Geography
- Location: 55 Fogg Road, Weymouth, Massachusetts, United States
- Coordinates: 42°10′33″N 70°57′15″W﻿ / ﻿42.1758°N 70.9542°W

Services
- Emergency department: Level II Trauma Center
- Beds: 396

History
- Opened: 1922

Links
- Website: www.southshorehealth.org/locations/south-shore-hospital
- Lists: Hospitals in Massachusetts

= South Shore Hospital =

South Shore Hospital is a 396-bed hospital located in Weymouth, Massachusetts. It is the only community hospital within the state that operates a Level III neonatal intensive care unit. It is also one of two hospitals in Massachusetts with a Level II designation for adults.

== History ==
The hospital opened in 1922 and was originally named Weymouth Hospital. It was located in a pre-Civil War mansion, in what was once the home of H.B. Reed, a prominent shoe manufacturer. It contained 22 beds, a delivery room, a nursery, an operating room, and an x-ray machine. Within its first six months of operation, the hospital grew too large for the space that was provided by the mansion, and subsequently doubled in size. In 1967, the building was replaced entirely South Shore Hospital was the first private organization in the country that received funding from the Public Works Administration. It was also one of the first community hospitals that offered day surgery and twenty-four hour emergency room staffing. It was the first hospital in New England that integrated and group hospitalization and insurance.

South Shore Hospital has been a clinical affiliate of Brigham & Women's Hospital since 2004. In 2015, Partners HealthCare—the parent of the Brigham—withdrew a proposal to acquire South Shore Hospital amid opposition from then state Attorney General Maura Healey. In 2021, the board of South Shore Health, the owner of the hospital, announced it would continue to serve as an independent health care system for the time being.

== Current Operations ==
The hospital employs 1,063 medical staff members. Its maternity center oversees the delivery of approximately 3,083 infants every year. The surgical team performs 20,020 surgeries per year. In 2018, the hospital reported a total of 29,659 patient discharges.
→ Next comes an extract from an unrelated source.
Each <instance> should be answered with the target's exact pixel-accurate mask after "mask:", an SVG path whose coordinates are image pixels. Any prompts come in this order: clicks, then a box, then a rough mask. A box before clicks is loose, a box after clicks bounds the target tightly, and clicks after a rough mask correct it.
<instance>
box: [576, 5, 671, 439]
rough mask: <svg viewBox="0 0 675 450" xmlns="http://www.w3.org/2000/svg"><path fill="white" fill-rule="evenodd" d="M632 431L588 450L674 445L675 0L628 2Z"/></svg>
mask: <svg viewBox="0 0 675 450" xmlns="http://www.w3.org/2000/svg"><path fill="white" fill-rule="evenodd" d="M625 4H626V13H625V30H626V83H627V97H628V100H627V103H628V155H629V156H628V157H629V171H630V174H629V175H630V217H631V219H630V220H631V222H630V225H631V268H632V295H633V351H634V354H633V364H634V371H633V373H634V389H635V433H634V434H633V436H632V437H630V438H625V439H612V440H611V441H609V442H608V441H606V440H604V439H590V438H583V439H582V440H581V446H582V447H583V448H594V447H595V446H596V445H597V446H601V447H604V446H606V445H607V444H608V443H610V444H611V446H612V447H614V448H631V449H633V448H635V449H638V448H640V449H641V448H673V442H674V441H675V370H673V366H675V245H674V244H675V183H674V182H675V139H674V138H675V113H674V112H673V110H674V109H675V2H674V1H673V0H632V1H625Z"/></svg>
== Awards and recognition ==
South Shore Hospital has received a federal safety rating of four out of five stars from the Centers for Medicare and Medicaid Services.

In 2018, its cardiac catheterization lab was awarded a gold star from the American Heart Association for adherence to strict performance standards and providing quality treatment to its patients.

The Leapfrog Group has recognized South Shore Hospital as a Top General Hospital. In 2019, the hospital was designated with an "A" safety grade.